Banana Walnut Baked Oatmeal
serves 6 to 8
recipe slightly adapted from Whole-Grain Mornings
- 2 cups rolled oats
- 1/2 cup sliced almonds, toasted and cooled
- 1 cup walnuts, toasted, cooled & coarsely chopped
- 3 tablespoons ground flaxseeds
- 1 teaspoon baking powder
- 1 1/4 teaspoons ground cinnamon
- 1/4 teaspoon ground ginger
- 1/4 teaspoon ground nutmeg
- 1 teaspoon kosher salt
- 1 1/2 cups milk
- 1/3 cup buttermilk
- 1/2 cup applesauce
- 1/3 cup maple syrup
- 1 large egg, beaten
- 1 tablespoon pure vanilla extract
- 3 ripe bananas, cut into 1/2 inch slices
- 3 tablespoons coconut oil, melted plus more for greasing the pan
- warm cream or milk, for serving
- salted butter, for serving
- brown sugar, for serving
Preheat oven to 375F. Grease an 8-inch square baking dish with a little coconut oil, fully coating the bottom and sides.
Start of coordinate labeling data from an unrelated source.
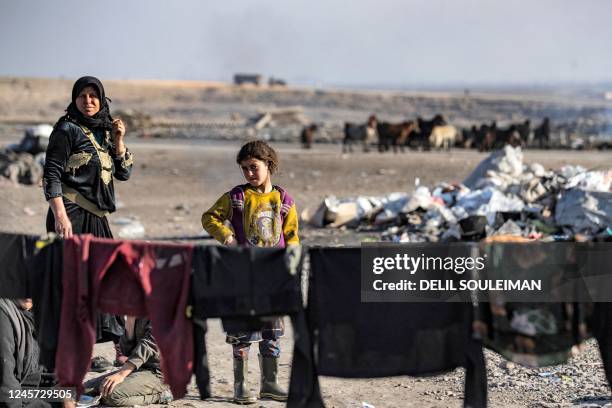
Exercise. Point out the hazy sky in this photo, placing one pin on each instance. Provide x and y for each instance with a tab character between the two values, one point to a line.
331	42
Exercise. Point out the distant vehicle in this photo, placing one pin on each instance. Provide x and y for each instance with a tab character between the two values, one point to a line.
601	142
276	82
254	79
34	141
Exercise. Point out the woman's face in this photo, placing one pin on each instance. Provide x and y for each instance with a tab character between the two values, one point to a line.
88	101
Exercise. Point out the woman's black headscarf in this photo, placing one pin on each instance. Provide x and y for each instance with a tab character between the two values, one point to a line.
102	119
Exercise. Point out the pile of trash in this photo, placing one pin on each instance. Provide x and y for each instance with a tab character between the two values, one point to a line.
23	162
502	196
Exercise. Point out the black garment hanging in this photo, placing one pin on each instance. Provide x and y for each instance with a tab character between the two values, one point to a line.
364	340
243	286
15	250
45	287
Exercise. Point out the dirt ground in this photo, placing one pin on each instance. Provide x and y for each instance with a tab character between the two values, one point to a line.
174	181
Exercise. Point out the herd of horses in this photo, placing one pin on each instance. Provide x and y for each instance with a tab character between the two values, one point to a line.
435	134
In a large bowl, mix together the oats, almonds, walnuts, flaxseeds, baking powders, cinnamon, ginger, nutmeg and kosher salt.
In a medium bowl, whisk together the milk and the buttermilk, applesauce, maple syrup, egg and vanilla. Add to the oat mixture and fold together quickly until just combined.
In the prepared baking dish, spread an even layer of sliced bananas (this usually takes 2 full bananas). Then evenly spoon the oat mixture on top of the bananas. Top with the remaining bananas and drizzle the coconut oil on top.
Bake until the oatmeal is bubbling and has a slightly golden top, about 40 minutes. Let cool for at least 15 minutes before serving. Serve warm with a small spoonful of brown sugar, a little bit of butter and cream on top. Cover and refrigerate leftovers for 4 to 5 days.